The online version of the paper was the 23rd most visited website for 2010 in the MENA region. It was reported by Forbes Middle East in 2011 to be one of top ten online newspapers (specifically the ninth) in the MENA region. In 2012, Okazs online edition was ranked by Forbes Middle East as the sixth in the MENA region with 42.56 million hits, including 12.60 million unique hits.

==Political approach==
Okaz, a paper of Hejaz, is considered to be one of the two leading liberal daily papers in Saudi Arabia. The other one is Al Watan. However, the paper was reported to be close to late Crown Prince Nayef.

==Prominent columnists==
The newspaper has several well-respected columnists such as Juhair bint Abdallah Al Musa'id and Abdallah Al Jufri. The pioneering deputy chair of the National Society for Human Rights, Al Jawhara bint Mohammed Al Anqari also writes for Okaz. Hussein Shobokshi is among the former columnists of the paper who left it after publishing an article on accountable government.

==Content==
The paper contains a section on environmental issues.

Hussein Shobokshi, a former columnist for Okaz, wrote about his vision of a country where the government is fully accountable to the public, citizens can freely vote, and women can drive cars in his July 2003 column. His article led to a huge public reaction, including complaints from what he called "tribal and religious groups." Then, he was quickly put in the blacklist for the next year and his new talk show on the Saudi-owned satellite broadcaster Al Arabiya was cancelled. His editor told Shobokshi that he was banned without explaining why or by whom.

Princess Fahda bint Saud, one of King Saud's daughters, published an article on Okaz on 15 November 2003. The article was titled "The Bombings: Who is Behind the Scenes? Who is Behind Terrorism?" and concerned with Zionist threats posed to Saudi Arabia.
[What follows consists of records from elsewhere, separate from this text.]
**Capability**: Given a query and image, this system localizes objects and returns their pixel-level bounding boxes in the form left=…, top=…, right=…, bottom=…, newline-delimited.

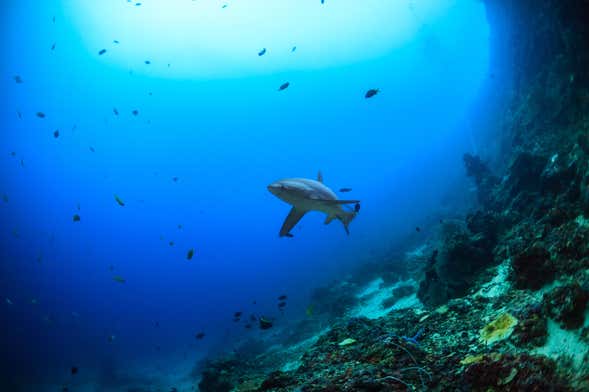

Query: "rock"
left=543, top=282, right=589, bottom=329
left=512, top=243, right=556, bottom=290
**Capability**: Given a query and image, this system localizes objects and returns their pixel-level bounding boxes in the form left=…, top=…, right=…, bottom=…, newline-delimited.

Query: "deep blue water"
left=0, top=0, right=491, bottom=384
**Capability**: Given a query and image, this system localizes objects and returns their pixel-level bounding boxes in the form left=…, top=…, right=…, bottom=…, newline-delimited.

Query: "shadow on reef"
left=195, top=0, right=589, bottom=392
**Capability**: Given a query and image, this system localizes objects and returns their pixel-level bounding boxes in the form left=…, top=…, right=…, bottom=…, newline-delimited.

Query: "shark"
left=268, top=172, right=360, bottom=237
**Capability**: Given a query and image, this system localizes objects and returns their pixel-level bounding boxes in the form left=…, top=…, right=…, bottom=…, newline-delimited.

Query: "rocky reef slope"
left=195, top=0, right=589, bottom=392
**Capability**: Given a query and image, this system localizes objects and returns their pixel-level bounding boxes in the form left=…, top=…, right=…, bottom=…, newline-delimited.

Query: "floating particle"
left=364, top=88, right=379, bottom=98
left=114, top=195, right=125, bottom=207
left=112, top=275, right=126, bottom=284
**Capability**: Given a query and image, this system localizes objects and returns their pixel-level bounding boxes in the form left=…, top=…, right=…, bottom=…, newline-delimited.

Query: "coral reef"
left=194, top=0, right=589, bottom=392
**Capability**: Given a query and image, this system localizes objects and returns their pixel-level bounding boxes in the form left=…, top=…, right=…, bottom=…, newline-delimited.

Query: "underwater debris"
left=112, top=275, right=126, bottom=283
left=337, top=338, right=356, bottom=347
left=259, top=316, right=274, bottom=330
left=480, top=313, right=518, bottom=345
left=114, top=194, right=125, bottom=207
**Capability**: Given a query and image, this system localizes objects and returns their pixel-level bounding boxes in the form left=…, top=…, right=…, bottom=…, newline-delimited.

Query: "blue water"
left=0, top=0, right=492, bottom=390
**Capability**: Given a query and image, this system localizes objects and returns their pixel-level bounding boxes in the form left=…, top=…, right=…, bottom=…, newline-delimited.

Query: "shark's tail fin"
left=337, top=211, right=358, bottom=235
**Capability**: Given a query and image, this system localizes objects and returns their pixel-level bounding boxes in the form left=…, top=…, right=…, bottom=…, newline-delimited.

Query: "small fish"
left=112, top=275, right=126, bottom=283
left=114, top=195, right=125, bottom=207
left=260, top=316, right=274, bottom=330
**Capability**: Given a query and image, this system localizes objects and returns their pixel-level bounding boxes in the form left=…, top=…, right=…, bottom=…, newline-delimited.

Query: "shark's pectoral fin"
left=317, top=199, right=360, bottom=204
left=280, top=207, right=307, bottom=237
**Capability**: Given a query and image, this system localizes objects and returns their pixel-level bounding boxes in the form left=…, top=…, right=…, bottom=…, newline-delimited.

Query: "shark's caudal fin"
left=338, top=211, right=358, bottom=235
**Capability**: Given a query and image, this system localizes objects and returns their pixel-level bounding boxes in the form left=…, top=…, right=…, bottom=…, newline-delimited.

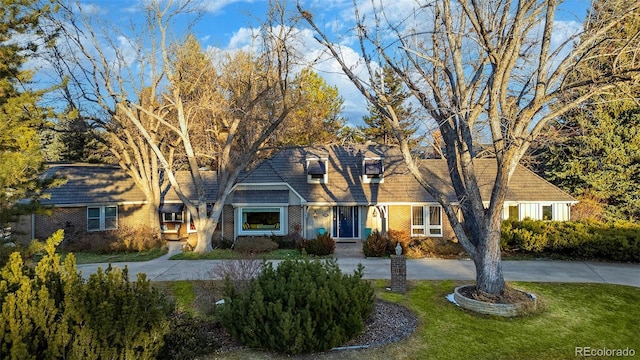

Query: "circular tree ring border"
left=453, top=285, right=537, bottom=317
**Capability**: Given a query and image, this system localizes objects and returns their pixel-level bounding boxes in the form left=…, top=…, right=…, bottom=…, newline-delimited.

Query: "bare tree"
left=49, top=1, right=300, bottom=252
left=298, top=0, right=639, bottom=295
left=48, top=1, right=189, bottom=232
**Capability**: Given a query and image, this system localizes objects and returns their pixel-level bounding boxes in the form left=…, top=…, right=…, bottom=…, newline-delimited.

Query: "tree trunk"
left=193, top=218, right=218, bottom=254
left=473, top=221, right=505, bottom=295
left=192, top=200, right=227, bottom=254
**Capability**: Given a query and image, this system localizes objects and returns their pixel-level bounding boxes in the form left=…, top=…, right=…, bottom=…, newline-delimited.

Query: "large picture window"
left=240, top=207, right=284, bottom=234
left=87, top=206, right=118, bottom=231
left=411, top=205, right=442, bottom=237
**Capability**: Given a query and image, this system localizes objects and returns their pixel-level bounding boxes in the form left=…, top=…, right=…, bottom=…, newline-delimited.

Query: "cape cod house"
left=16, top=145, right=577, bottom=245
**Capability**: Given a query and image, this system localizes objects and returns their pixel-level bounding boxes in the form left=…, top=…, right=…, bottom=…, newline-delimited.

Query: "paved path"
left=78, top=240, right=640, bottom=287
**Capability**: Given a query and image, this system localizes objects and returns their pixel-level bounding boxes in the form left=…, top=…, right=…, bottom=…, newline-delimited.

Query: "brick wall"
left=35, top=205, right=148, bottom=240
left=388, top=205, right=411, bottom=234
left=285, top=206, right=302, bottom=233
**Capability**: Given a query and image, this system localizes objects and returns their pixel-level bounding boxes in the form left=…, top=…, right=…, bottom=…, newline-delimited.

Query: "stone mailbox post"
left=391, top=243, right=407, bottom=294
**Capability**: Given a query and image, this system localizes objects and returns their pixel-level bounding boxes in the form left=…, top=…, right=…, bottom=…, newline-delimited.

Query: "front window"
left=362, top=159, right=384, bottom=183
left=307, top=159, right=328, bottom=184
left=429, top=206, right=442, bottom=236
left=509, top=205, right=520, bottom=221
left=411, top=205, right=442, bottom=237
left=162, top=212, right=184, bottom=223
left=542, top=205, right=553, bottom=220
left=87, top=206, right=118, bottom=231
left=411, top=206, right=424, bottom=236
left=240, top=207, right=284, bottom=234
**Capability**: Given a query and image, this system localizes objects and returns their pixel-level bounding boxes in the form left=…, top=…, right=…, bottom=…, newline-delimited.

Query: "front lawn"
left=165, top=280, right=640, bottom=360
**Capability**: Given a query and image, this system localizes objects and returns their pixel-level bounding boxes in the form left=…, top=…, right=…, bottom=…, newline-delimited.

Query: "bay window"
left=238, top=207, right=285, bottom=235
left=411, top=205, right=442, bottom=237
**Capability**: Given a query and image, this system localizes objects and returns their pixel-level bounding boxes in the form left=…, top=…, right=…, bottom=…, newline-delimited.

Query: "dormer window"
left=362, top=158, right=384, bottom=184
left=307, top=158, right=328, bottom=184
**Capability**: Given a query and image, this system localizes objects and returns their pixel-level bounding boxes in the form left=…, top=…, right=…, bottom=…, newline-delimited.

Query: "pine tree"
left=360, top=66, right=417, bottom=144
left=0, top=0, right=57, bottom=228
left=536, top=0, right=640, bottom=220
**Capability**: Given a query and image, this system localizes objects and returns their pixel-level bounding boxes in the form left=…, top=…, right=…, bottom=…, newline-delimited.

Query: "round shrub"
left=219, top=260, right=374, bottom=354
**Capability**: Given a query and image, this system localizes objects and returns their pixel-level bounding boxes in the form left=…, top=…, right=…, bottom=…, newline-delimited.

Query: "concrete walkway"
left=78, top=243, right=640, bottom=287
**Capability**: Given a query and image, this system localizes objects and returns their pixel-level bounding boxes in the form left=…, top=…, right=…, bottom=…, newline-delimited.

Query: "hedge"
left=501, top=220, right=640, bottom=262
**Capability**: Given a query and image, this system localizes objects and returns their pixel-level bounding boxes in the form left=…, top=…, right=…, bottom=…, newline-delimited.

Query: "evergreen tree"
left=0, top=0, right=57, bottom=228
left=535, top=0, right=640, bottom=220
left=275, top=69, right=345, bottom=146
left=360, top=66, right=417, bottom=145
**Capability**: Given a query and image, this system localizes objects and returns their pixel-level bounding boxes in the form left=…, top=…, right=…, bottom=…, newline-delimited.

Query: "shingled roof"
left=42, top=144, right=575, bottom=206
left=42, top=164, right=217, bottom=206
left=240, top=144, right=575, bottom=205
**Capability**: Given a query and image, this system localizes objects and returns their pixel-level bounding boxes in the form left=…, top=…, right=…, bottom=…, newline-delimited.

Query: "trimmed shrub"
left=0, top=231, right=170, bottom=359
left=157, top=314, right=221, bottom=360
left=110, top=225, right=166, bottom=252
left=362, top=230, right=395, bottom=257
left=212, top=238, right=233, bottom=249
left=271, top=224, right=304, bottom=249
left=296, top=233, right=336, bottom=256
left=307, top=233, right=336, bottom=256
left=63, top=225, right=165, bottom=254
left=234, top=236, right=278, bottom=254
left=500, top=220, right=640, bottom=262
left=219, top=260, right=374, bottom=354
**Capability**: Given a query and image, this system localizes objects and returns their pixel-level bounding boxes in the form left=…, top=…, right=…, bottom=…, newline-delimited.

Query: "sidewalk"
left=78, top=243, right=640, bottom=287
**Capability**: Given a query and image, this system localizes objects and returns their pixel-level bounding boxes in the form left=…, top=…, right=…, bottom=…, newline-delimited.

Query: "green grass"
left=169, top=249, right=306, bottom=260
left=181, top=280, right=640, bottom=360
left=62, top=247, right=168, bottom=265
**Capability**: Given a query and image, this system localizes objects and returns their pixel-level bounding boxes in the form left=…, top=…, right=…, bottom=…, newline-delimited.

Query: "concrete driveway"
left=78, top=243, right=640, bottom=287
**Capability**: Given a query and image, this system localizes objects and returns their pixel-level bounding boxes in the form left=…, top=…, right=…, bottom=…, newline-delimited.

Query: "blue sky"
left=70, top=0, right=590, bottom=125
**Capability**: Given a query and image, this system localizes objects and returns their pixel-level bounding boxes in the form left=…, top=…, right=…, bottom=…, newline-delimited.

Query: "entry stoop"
left=333, top=240, right=364, bottom=259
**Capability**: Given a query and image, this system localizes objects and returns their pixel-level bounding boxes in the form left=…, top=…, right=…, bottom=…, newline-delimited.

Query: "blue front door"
left=333, top=206, right=360, bottom=239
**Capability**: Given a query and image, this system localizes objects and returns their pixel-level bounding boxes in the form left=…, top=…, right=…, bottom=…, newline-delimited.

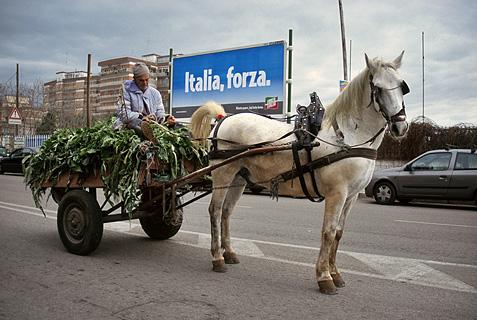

In an editorial entitled 'The limits of our responsibility' published in Okaz on 28 November 2003, it was admitted that Saudi money had gone to finance the terrorist acts of 9/11, but added: "It was to be expected that funds have gone out of our pockets and our wealth to those who carried out the act (of 9/11) even though it was done indirectly and without our knowledge."

Two female reporters wrote about a taboo in the context of Saudi Arabia, lesbians, in 2007. They reported the confessions of two women having lesbian relationship.

Muhammad Al Tunisi, who had been serving as editor-in-chief of the paper since October 2008, allowed the publication of a report by Sami Al Harbi about high consumption of the Khat drug plant in Jazan in late November 2011. The report based on a field study claimed that 70% of residents used the Khat plant, affecting the cells of the human body and leading to sexual deviation. This report led to Jazan's residents', particularly young men's, boycott against the newspaper and call for the paper to be banned. Then, Al Tunisi was dismissed by the paper administration, although he apologized and the paper declared that the report had been a scientific study. Then, Al Tunisi was replaced by Hashim Abdo Hashim as editor-in-chief in December 2011.

According to the Okaz, the murdered Saudi journalist Jamal Khashoggi was a terrorist sympathizer whose sectarian goals were designed to destabilize the Saudi kingdom.